J. Doe
J. Doe

Reputation: 619

How to get the absolute difference between values in two columns in a matrix

I'm having a matrix like the following

      i j value
 [1,] 3 6 0.194201129
 [2,] 3 5 0.164547043
 [3,] 3 4 0.107149279
 [4,] 4 3 0.004927017
 [5,] 3 1 0.080454448
 [6,] 1 2 0.003220612
 [7,] 2 6 0.162313646
 [8,] 3 3 0.114992628
 [9,] 4 1 0.015337253
[10,] 1 6 0.026550051
[11,] 3 2 0.057004116
[12,] 4 2 0.006441224
[13,] 4 5 0.025641026
[14,] 2 4 0.004885993
[15,] 1 1 0.036552785
[16,] 1 5 0.048249186
[17,] 1 4 0.006053565
[18,] 1 3 0.004970296

As you can see for some i, j pairs there is an inverse pair. For example for i = 3, j = 1 , there is a pair with i = 1, j = 3.

Here is what I want to achieve.

For every i, j pair to subtract its inverse value and get the absolute value of the subtraction.

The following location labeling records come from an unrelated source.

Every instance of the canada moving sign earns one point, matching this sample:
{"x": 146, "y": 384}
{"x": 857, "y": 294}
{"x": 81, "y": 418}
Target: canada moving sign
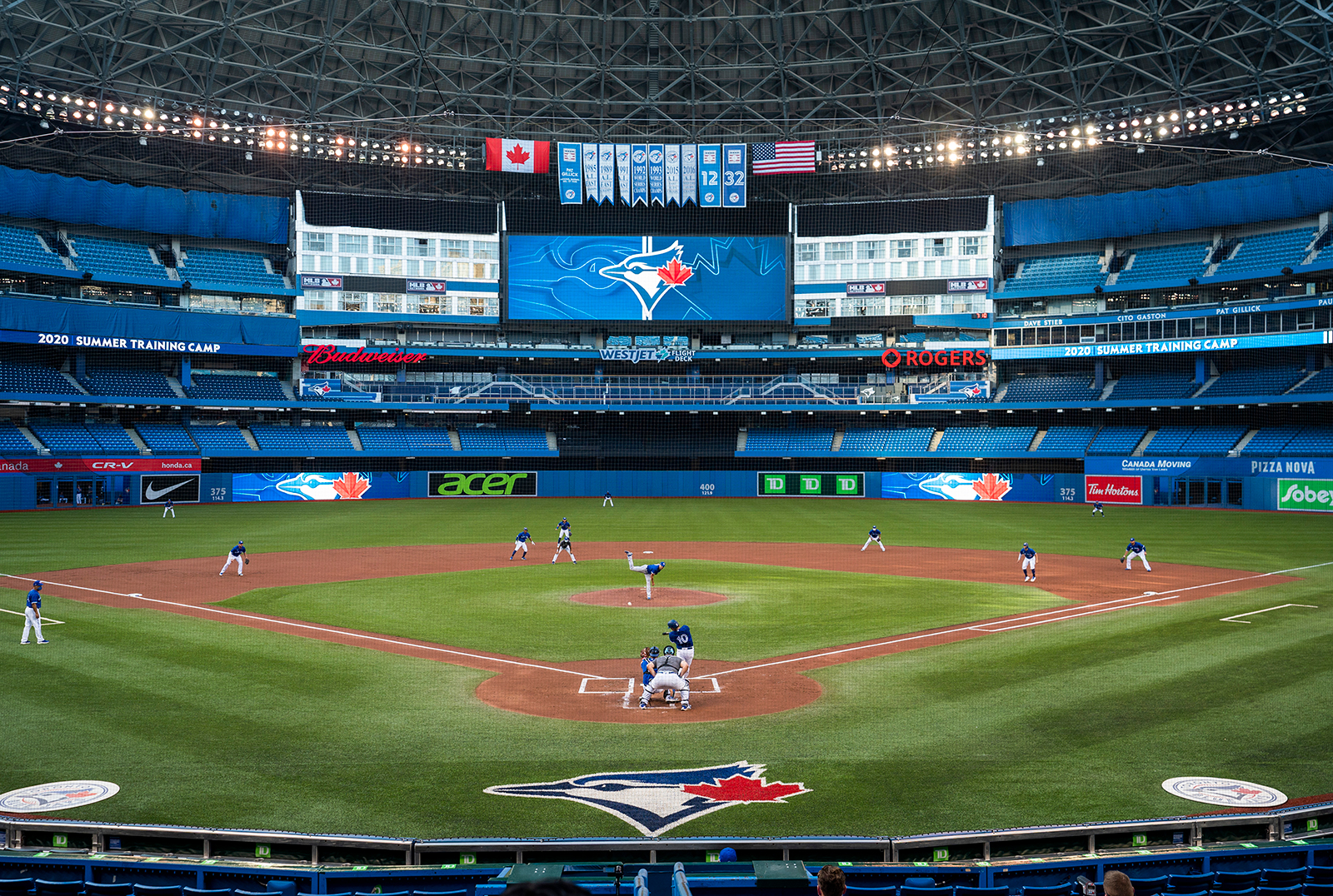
{"x": 1113, "y": 490}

For those pairs that have no inverse pair, 0 is subtracted from them.

Here are a couple of examples:

For i = 3, j = 5 there is no inverse pair (i = 5, j = 3) and thus the calculation becomes:

abs(0.164547043 - 0)

For i = 3, j = 1 there is an inverse pair on the matrix with i = 1, j = 3 and thus the calculation is going to be :

abs(0.004970296 - 0.080454448)

I approached this, by writing a bunch of code (65 lines) full of for loops and it's hard to read and be edited.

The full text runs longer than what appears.